B. Procesamiento de N-terminal de α-gal A producido por células Humanas transfectadas de manera estable
[ 0063 ] La secuencia de nucleótidos de ADNc de α-gal A humano codifica 429 aminoácidos. Los 31 aminoácidos Nterminales constituyen una secuencia de péptido señal, que se escinde cuando la proteína naciente transita la membrana del retículo endoplásmico ( LeDonne et al, Arch. Biochem Biophys 224:186 , 1983 ; . . . . . Lemansky et al , J. Biol. Chem. 262:2062 , 1987 . . ) . Para confirmar que el α-gal A se procesa correctamente cuando se asocia con una secuencia de péptido señal heteróloga (por ejemplo , la secuencia señal de la hormona de crecimiento humana ) y se expresa en fibroblastos humanos transfectados , diez aminoácidos N-terminal de la proteína secretada fueron microsequenciados. Las muestras se sometieron a electroforesis por SDS -PAGE y transferidos a ProBlott ® ( ABI , Foster City , CA) usando un CAPS de 10 mM (pH 11,0 ) , sistema tampón de 10 % de metanol. La proteína en la ProBlott ® se visualizó mediante tinción de Coomassie y se escindió una banda de tamaño apropiado ( 50 kDa ) . La secuencia de N-terminal se obtuvo usando un secuenciador de amino ácido de fase pulso líquido de Applied Biosystems que realiza degradación de Edman automatizada.
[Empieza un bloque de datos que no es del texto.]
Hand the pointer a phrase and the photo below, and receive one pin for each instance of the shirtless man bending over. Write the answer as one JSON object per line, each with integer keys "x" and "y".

La secuencia N -terminal obtenida, LDNGLARTPT ( SEQ ID NO : 28 ), es consistente con la adecuada escisión del péptido señal y coincide con la secuencia de N terminal predicha para la proteína secretada .
C. Aminoácido C-terminal para α-gal A producido por células Humanas transfectadas de manera estable
[ 0064 ] Se identificó el residuo de aminoácido C-terminal de α-gal A secretado producido de acuerdo con la invención utilizando un secuenciador C-terminal automatizado de Hewlett Packard . Los resultados indicaron un residuo de leucina en el C -terminus que está de acuerdo con el aminoácido C-terminal predicho por la secuencia de ADN .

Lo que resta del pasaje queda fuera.